Attributes of Module kinds

    int_kinds is a list of the available integer kinds, sorted from lowest
              to highest kind.
              By definition, int_kinds[-1] is the long kind.

    float_kinds is a list of the available floating point kinds, sorted
                from lowest to highest kind.

    default_int_kind is the kind object corresponding to the Python
                     literal 0

    default_long_kind is the kind object corresponding to the Python
                      literal 0L

    default_float_kind is the kind object corresponding to the Python
                       literal 0.0

Complex Numbers

    If supported, omplex numbers have real and imaginary parts that are
    floating-point numbers with the same kind.  A Python compiler must
    support a complex analog of each floating point kind it supports,
    if it supports complex numbers at all.

    If complex numbers are supported, the following are available in
    module kinds:

    complex_kind(nd, n)
        Return a callable object whose result is a complex kind that
        will hold a complex number each of whose components
        (.real, .imag) is of kind float_kind(nd, n).  The kind object
        will accept one argument that is of any integer, real, or
        complex kind, or two arguments, each integer or real.

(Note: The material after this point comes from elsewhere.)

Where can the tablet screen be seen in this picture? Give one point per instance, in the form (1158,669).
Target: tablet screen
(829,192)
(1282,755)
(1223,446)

    complex_kinds is a list of the available complex kinds, sorted
                  from lowest to highest kind.

    default_complex_kind = is the kind object corresponding to the
                           Python literal 0.0j.
                           The name of this kind is doublecomplex,
                           and its typecode is 'D'.

    Complex kind objects have these addition attributes:
       floatkind is the kind object of the corresponding float type.


    In module myprecision.py:

        import kinds
        tinyint = kinds.int_kind(1)
        single = kinds.float_kind(6, 90)
        double = kinds.float_kind(15, 300)
        csingle = kinds.complex_kind(6, 90)

    In the rest of my code:

        from myprecision import tinyint, single, double, csingle
        n = tinyint(3)
        x = double(1.e20)
        z = 1.2
        # builtin float gets you the default float kind, properties unknown
        w = x * float(x)
        # but in the following case we know w has kind "double".
        w = x * double(z)

        u = csingle(x + z * 1.0j)
        u2 = csingle(x+z, 1.0)

    Note how that entire code can then be changed to a higher
    precision by changing the arguments in myprecision.py.

    Comment: note that you aren't promised that single != double; but
    you are promised that double(1.e20) will hold a number with 15
    decimal digits of precision and a range up to 10**300 or that the
    float_kind call will fail.

Open Issues

    No open issues have been raised at this time.


    This document has been placed in the public domain.